Valero Energy Corporation beat analyst estimates for fourth-quarter earnings, reporting $1.2 billion in adjusted net income. Strong refining margins and higher throughput volumes boosted performance. Refining margin per barrel of throughput rose to $13.61 for Q4 2025 from $8.44 in Q4 2024. Total throughput volumes increased to 3.113 million bpd.

For the full year 2025, Valero’s refining margin per barrel of throughput rose to $12.29. Adjusted operating income in the refining segment soared to $1.7 billion for Q4 2025. Crude throughput volumes rose to 2.988 million bpd for the full year.

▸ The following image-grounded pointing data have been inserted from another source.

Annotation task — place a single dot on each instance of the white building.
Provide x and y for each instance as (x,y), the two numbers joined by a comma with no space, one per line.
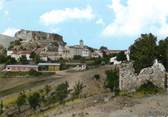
(80,50)
(17,54)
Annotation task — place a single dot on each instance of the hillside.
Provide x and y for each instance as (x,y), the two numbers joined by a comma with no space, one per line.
(37,39)
(5,40)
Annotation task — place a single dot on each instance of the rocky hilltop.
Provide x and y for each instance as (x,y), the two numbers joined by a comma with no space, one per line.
(37,39)
(5,40)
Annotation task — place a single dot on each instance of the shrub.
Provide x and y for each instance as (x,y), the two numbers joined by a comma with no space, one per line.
(97,76)
(148,88)
(21,100)
(34,100)
(33,72)
(77,89)
(143,51)
(61,92)
(1,107)
(121,56)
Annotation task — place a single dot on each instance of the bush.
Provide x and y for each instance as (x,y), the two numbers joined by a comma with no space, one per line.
(112,80)
(121,56)
(148,88)
(77,89)
(1,107)
(97,76)
(33,72)
(61,92)
(34,100)
(143,51)
(77,57)
(21,100)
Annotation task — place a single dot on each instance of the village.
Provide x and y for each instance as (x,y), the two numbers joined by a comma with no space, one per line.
(52,51)
(43,76)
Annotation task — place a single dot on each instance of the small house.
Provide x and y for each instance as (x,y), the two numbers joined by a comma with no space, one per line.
(50,67)
(21,68)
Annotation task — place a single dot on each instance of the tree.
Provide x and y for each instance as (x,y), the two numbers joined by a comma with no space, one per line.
(77,57)
(21,100)
(103,48)
(112,80)
(34,100)
(33,72)
(77,89)
(23,60)
(121,56)
(10,60)
(35,57)
(143,51)
(62,92)
(162,52)
(1,107)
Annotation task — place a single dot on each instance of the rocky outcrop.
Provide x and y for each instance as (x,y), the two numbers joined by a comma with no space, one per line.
(129,81)
(38,39)
(6,40)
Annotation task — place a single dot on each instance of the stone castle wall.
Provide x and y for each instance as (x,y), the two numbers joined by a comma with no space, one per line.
(130,81)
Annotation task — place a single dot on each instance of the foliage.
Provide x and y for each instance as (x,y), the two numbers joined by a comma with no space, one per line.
(77,57)
(14,43)
(33,72)
(103,48)
(103,60)
(47,89)
(121,56)
(97,76)
(61,92)
(21,100)
(10,60)
(23,60)
(162,54)
(112,80)
(143,51)
(148,88)
(1,107)
(35,57)
(34,100)
(77,89)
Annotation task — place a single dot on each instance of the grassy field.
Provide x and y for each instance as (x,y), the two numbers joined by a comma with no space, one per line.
(24,74)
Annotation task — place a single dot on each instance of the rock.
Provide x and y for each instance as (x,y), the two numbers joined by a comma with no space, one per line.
(130,81)
(36,39)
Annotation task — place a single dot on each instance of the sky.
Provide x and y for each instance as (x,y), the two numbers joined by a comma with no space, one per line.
(115,24)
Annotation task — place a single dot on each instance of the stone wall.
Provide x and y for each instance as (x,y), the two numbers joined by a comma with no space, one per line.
(130,81)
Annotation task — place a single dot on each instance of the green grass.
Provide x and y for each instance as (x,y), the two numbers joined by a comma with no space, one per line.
(23,74)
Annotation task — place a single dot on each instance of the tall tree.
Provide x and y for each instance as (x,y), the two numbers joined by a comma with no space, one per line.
(162,54)
(143,51)
(23,60)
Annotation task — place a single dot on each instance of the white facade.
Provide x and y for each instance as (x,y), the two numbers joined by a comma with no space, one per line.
(18,54)
(80,50)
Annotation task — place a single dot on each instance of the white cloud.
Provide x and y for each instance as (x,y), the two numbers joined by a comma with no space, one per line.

Valero, Marathon, and Phillips 66 own and operate complex refineries on the Gulf Coast. Valero reportedly bought Venezuelan crude from Vitol Group and Trafigura, authorized by the Trump Administration. Valero could run an additional 200,000 bpd of Venezuelan crude in the near term.

U.S. refiners, including Valero, will be closely watched for signs of benefit from U.S.-controlled sales of Venezuela’s crude oil. BofA analysts quoted by Reuters suggest Valero could produce high-value products with the additional Venezuelan crude. Valero stands to benefit from its Gulf Coast refineries designed for Venezuelan heavy crude.